You can add the application user using the 'add-user' script from the JBoss Bin dir:
$JBOSS_HOME/bin/add-user.sh --silent -a --user jmx --password <yourpasshere>
Then in your Connection block, you can use:
<Connection>
ServiceURL "service:jmx:remoting-jmx://yourhostname:4447"
Username "jmx"
Password "!amUnprivi1eged"
ttl 300
IncludePortInHostname false
Collect "classes"
...
</Connection>
Which exposes a non-privileged username / password.

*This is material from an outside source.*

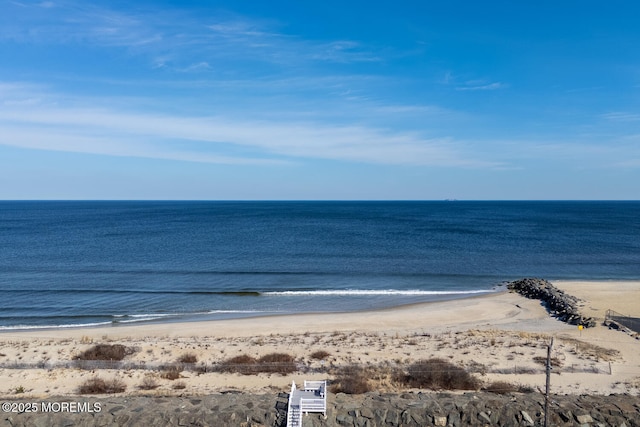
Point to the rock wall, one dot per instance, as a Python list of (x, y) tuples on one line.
[(559, 304), (368, 410)]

WARNING WARNING WARNING This Unprivileged user will be able to invoke MBeans via JMX. WARNING WARNING WARNING\
There are a couple additional configuration options worth nothing, which are helpful if you're troubleshooting an issue.
LogLevel
sets the Plugins internal Java log level. By default this is 'INFO'. Meaning any log message generated internall that's INFO or greater will be logged to Collectd at the approprate (corresponding) Collectd Log Level...ForceLoggingTo
Lets you override the normal behavior of mapping Java log levels to collectd log levels, and forces all java log output to be logged at this collectd level.
So under normal operation, things logged in java as SEVERE are logged at ERROR in Collectd, etc.
Setting ForceLoggingTo "INFO"
will make all Java logging output log in Collectd at INFO.
If your normal Collectd configuration sets the collectd log level to WARNING, but you want to get 'INFO' from the FastJMX plugin, you can do this:
<Plugin "FastJMX">
LogLevel "INFO"
ForceLoggingTo "WARNING"
...
</Plugin>
If you'd like to see FINE logging from FastJMX use:
<Plugin "FastJMX">
LogLevel "FINE"
ForceLoggingTo "WARNING"
</Plugin>
Basically, you're setting the java logger write any messages >= FINE
, and to write those messages as Collectd WARNING
messages.
It gives a little more control over the verbosity of this single plugin.